JAYAPURA – Kasus kekerasan terhadap anak kata Duwila kerap terjadi di Papua, dan pelakunya adalah orang terdekat korban. Bahkan dari data LBH Apik, sepanjang Tahun 2024, mereka menangani 9 kasus yang terdiri dari kasus kekerasan seksual terhadap perempuan dan kekerasan fisik dan psikis kepada anak.
Dari sembilan kasus ini, ada pelaku yang bekerja sebagai Polwan yang melakukan kekerasan fisik dan psikis kepada anak di bawah umur. Hanya disini Duwila tidak menjelasian detail namun telah tertangani.

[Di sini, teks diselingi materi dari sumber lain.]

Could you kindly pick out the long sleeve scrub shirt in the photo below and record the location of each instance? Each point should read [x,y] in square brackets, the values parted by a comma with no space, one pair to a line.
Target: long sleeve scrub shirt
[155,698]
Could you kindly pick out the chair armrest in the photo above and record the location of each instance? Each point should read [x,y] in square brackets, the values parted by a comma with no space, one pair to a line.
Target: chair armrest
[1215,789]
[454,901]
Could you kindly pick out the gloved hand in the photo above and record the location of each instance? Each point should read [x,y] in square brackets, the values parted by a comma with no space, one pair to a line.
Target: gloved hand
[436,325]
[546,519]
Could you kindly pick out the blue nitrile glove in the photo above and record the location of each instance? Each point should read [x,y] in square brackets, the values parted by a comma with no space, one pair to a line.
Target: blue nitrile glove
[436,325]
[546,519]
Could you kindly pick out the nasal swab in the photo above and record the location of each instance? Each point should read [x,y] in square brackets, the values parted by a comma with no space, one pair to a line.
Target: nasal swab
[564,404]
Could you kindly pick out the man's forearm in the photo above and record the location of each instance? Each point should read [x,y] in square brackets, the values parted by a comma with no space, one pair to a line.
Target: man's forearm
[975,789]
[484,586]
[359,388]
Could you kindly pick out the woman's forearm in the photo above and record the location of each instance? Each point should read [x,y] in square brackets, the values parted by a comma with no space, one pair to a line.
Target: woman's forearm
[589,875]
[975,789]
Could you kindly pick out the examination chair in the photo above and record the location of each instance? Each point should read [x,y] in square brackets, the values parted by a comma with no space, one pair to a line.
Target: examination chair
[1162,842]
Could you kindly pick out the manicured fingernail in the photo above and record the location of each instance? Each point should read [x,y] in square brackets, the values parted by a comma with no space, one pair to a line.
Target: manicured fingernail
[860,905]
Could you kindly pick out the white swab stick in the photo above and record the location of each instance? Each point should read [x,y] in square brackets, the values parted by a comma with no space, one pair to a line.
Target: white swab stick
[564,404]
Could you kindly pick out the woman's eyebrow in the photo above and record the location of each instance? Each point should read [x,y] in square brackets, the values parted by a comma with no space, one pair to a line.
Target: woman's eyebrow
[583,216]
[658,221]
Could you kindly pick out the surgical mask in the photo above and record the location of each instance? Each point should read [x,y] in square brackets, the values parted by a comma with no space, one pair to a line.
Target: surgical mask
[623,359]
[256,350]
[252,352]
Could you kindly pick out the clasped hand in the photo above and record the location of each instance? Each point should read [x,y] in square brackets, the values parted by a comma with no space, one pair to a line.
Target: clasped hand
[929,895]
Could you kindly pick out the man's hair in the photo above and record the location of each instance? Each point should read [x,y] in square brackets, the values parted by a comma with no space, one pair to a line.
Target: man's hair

“Sembilan kasus yang kami tangani semuanya diselesaikan dengan proses hukum, sebagaimana amanat Undang-undang tindak pindana kekerasan seksual bahwa tidak ada restorasi justice, semua bergulir hingga ke pengadilan,” bebernya.
Sedangkan untuk kasus anak usia lima tahun, Duwila ngotot agar pelaku diproses hukum dan dilakukan pemulihan rehabilitasi psikososial untuk korban.
“Saya harap ibu kandungnya bisa datang menemui anaknya dan bertanggungjawab untuk memulihkan kondisi trauma yang telah dialaminya,” bebernya.
Duwila tak bisa berkomentar terlalu jauh terkait alasan seseorang melakukan tindakan penganiayaan terhadap anak kecil, sebab baginya, hanya orang gila atau manusia yang tak punya perasaan yang bisa melakukan penyiksaan.
“Atas alasan apa pun, tidak dibenarkan orang dewasa apalagi orang tua angkatnya melakukan penyiksaan terhadap anaknya,” tegasnya.
Duwila membeberkan, kalau pun faktor ekonomi, lantas kenapa sepasang suami isteri itu pergi mengambil korban di Biak.
“Memang selama ini kasus yang kami tangani karena faktor ekonomi, namun faktor ekonomi pun bukan alasan kita menyiksa anak yang tak berdosa. Sampai melakukan kekerasan kepada anak kecil artinya secara mental tidak mampu menjadi manusia yang baik,” kata Nona.